Le titre de psychologue est protégé. En pratique, il suppose un diplôme de master en psychologie, puis une inscription administrative au registre compétent. Le titre de psychothérapeute est lui aussi protégé : il est réservé à des profils bien définis, avec un diplôme initial adapté et une formation spécifique en psychopathologie clinique.
Enfin, le mot thérapeute reste libre. Autrement dit, il peut être utilisé par différents professionnels, mais sans garantie de formation identique.
| Titre | Statut | Point clé |
|---|---|---|
| Psychologue | Protégé | Diplôme reconnu et inscription au registre compétent |
| Psychothérapeute | Protégé | Diplôme initial + formation spécifique en psychopathologie |
| Thérapeute | Libre | Titre utilisable librement, mais sans cadre de formation unique |
Cette distinction change tout. Si vous vous présentez comme psychothérapeute sans remplir les conditions, vous sortez du cadre. Et là, le bâton peut vite revenir en boomerang. En revanche, si vous exercez comme coach, psychopraticien ou hypnothérapeute, vous devez surtout être clair sur ce que vous faites, sur ce que vous ne faites pas, et sur votre niveau réel de formation.
Quelles formations et inscriptions sont obligatoires ?
Les titres protégés ne sont pas des étiquettes décoratives. Ils existent pour donner des repères au public. C’est pour cela qu’ils s’accompagnent d’exigences précises. Pour la psychologie, il faut un diplôme de niveau master dans la spécialité reconnue, puis les formalités d’inscription prévues par les autorités compétentes.

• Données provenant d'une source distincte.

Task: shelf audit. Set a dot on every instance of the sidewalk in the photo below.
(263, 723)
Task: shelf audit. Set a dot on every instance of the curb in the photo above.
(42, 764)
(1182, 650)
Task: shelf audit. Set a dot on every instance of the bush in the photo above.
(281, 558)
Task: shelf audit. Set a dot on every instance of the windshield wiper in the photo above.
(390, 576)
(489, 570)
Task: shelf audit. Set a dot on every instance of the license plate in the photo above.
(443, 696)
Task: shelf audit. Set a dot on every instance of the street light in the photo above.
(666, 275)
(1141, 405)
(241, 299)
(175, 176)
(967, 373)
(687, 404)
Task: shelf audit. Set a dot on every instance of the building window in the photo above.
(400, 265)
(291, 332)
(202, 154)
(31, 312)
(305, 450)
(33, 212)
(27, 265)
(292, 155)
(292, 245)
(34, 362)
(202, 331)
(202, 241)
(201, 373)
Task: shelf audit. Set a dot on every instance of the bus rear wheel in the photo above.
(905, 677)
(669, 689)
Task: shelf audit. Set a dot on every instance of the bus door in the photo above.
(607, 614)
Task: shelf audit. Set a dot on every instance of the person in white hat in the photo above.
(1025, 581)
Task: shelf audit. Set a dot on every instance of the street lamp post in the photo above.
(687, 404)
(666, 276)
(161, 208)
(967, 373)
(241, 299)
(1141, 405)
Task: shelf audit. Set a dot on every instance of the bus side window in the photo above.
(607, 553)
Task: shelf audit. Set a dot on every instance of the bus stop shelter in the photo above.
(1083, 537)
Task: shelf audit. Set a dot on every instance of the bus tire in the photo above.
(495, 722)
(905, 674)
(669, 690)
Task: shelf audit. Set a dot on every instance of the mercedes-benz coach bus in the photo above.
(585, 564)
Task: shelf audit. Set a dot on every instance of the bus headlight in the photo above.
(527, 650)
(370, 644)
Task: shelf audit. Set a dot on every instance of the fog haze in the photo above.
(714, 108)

Pour la psychothérapie, il faut en plus une formation adaptée à la prise en charge des troubles psychiques, généralement structurée sur plusieurs centaines d’heures.
Pour les titres libres, la loi n’impose pas de diplôme unique. Cela ne veut pas dire que “tout se vaut”. Au contraire. Une formation sérieuse reste votre meilleure carte de visite. Elle rassure vos clients, sécurise votre pratique et nourrit votre crédibilité.
C’est souvent ce qui fait la différence entre une activité qui tient la route et une activité qui s’essouffle.
Dans la plupart des cas, nous vous recommandons de vérifier au minimum trois points : le contenu pédagogique, le volume horaire et l’existence d’une supervision ou d’un encadrement. Sans cela, on avance un peu à l’aveugle (et ce n’est jamais idéal quand on accompagne des personnes).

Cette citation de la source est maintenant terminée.